- Also known as: Kerrisdale High
- Directed by: Michael Robison Philip Spink
- Country of origin: Canada
- Original language: English
- No. of seasons: 9

Production
- Production locations: Vancouver, British Columbia

Original release
- Network: Knowledge Network
- Release: 1992 – 2001

= KidZone =

Television series

KidZone is a Canadian TV show for adolescents that aired on the Knowledge Network in British Columbia from 1992 to 2001. The show is also notable for providing a start for several young stars, including Sarah Chalke, Devon Sawa, Erica Cerra, and Jai West.

==Format==

KidZone initially began as a series of informative skits and interviews. Following the education mandate of the broadcaster, the show managed to present anti-smoking, safety and environmental issues with funding from provincial government agencies and private companies. The entire cast of the show were children, who acted in various sketches and portrayed journalists. At the age of 12, Chalke was the program's environmental reporter.

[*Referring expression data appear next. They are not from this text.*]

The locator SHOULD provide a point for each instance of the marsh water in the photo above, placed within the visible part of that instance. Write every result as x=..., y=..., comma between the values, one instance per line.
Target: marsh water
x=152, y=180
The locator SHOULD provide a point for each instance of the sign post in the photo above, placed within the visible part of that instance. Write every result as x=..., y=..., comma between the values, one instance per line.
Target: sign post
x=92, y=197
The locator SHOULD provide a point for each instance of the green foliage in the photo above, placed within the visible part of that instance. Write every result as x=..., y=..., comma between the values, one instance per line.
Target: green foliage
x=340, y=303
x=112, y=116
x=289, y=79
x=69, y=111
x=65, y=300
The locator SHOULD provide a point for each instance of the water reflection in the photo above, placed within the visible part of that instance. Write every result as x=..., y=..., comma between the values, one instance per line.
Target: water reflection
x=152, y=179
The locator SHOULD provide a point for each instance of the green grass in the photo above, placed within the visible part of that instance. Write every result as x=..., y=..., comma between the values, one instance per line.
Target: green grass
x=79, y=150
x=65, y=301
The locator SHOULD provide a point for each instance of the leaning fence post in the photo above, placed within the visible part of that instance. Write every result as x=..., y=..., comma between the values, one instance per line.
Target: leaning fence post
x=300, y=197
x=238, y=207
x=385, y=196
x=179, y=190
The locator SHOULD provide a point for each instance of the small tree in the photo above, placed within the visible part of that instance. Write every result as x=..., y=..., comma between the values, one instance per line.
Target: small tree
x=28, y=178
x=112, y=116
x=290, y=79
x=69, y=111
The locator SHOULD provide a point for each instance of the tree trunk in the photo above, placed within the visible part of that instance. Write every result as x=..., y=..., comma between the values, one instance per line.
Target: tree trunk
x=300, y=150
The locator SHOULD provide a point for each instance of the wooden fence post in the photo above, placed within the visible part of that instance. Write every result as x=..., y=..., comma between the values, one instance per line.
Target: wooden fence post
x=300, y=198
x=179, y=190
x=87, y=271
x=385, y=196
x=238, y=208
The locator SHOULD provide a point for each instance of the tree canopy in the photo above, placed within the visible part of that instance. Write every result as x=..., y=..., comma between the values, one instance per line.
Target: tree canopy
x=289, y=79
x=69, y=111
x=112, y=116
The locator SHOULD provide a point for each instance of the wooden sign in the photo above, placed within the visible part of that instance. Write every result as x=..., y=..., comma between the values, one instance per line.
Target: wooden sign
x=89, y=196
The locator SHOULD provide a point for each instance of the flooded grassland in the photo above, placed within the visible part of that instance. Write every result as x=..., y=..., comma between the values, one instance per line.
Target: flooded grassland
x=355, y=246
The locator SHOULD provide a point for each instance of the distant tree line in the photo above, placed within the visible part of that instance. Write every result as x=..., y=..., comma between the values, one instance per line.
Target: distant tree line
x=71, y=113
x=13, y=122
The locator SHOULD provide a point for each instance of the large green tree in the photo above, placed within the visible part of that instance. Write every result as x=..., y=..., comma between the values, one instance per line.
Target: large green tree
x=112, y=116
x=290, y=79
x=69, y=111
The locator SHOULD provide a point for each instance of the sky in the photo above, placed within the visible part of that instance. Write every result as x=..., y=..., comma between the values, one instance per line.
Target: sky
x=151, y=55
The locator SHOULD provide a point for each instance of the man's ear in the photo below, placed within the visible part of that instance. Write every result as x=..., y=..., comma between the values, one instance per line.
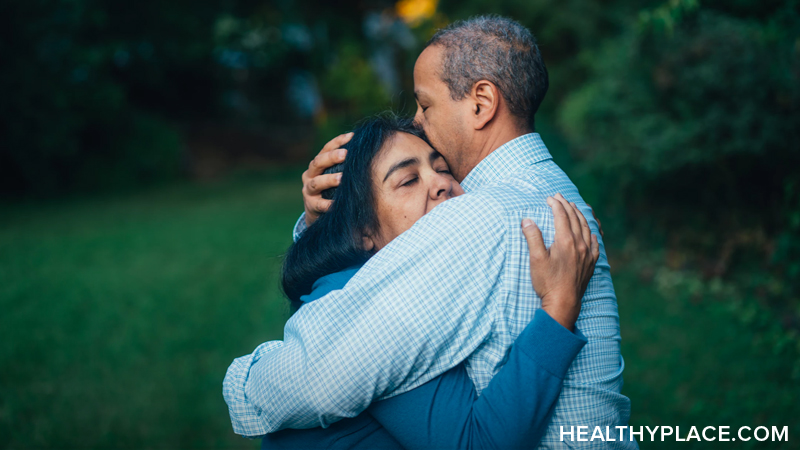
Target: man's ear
x=485, y=99
x=367, y=242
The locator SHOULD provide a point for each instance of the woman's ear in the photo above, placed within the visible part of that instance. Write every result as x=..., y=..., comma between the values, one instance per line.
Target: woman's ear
x=486, y=100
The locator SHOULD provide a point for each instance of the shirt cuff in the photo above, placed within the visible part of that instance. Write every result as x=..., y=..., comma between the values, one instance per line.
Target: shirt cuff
x=551, y=345
x=299, y=227
x=246, y=418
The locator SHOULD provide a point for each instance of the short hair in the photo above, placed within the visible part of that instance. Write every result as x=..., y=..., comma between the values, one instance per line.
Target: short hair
x=334, y=241
x=495, y=49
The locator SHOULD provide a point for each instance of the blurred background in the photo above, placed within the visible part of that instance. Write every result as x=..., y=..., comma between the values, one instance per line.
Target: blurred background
x=150, y=161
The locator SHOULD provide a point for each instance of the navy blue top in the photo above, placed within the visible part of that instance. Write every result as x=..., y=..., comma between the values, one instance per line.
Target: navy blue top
x=512, y=412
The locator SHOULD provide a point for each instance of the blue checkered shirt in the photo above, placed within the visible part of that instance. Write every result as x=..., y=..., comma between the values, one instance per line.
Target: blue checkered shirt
x=454, y=287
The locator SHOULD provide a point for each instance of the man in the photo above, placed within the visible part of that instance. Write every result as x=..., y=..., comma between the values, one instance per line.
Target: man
x=455, y=286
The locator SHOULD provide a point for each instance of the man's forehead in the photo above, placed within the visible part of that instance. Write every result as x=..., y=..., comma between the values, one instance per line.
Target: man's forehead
x=426, y=70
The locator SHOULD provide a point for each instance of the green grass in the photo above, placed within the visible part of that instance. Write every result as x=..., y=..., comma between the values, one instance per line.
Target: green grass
x=121, y=314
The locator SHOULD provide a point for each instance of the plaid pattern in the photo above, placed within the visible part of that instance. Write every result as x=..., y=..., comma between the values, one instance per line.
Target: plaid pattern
x=454, y=287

One of the recurring sketches on KidZone was Kerrisdale V6M 1Z6, which used a style similar to Beverly Hills, 90210 and Degrassi Junior High to present youth issues. Eventually, KidZone shifted away from its journalistic style and became a docudrama about high school based on the Kerrisdale sketch. This version of the show also aired in the United States as Kerrisdale High.

==KidZone Live==

At the end of its broadcast run in 2001, KidZone was rebranded as KidZone Live. Much like Degrassi Talks, the show featured KidZone actors participating in sketches and call-in discussions on topics oriented toward young viewers. Among the issues covered on KidZone Live were injury prevention, road safety and eliminating racial discrimination.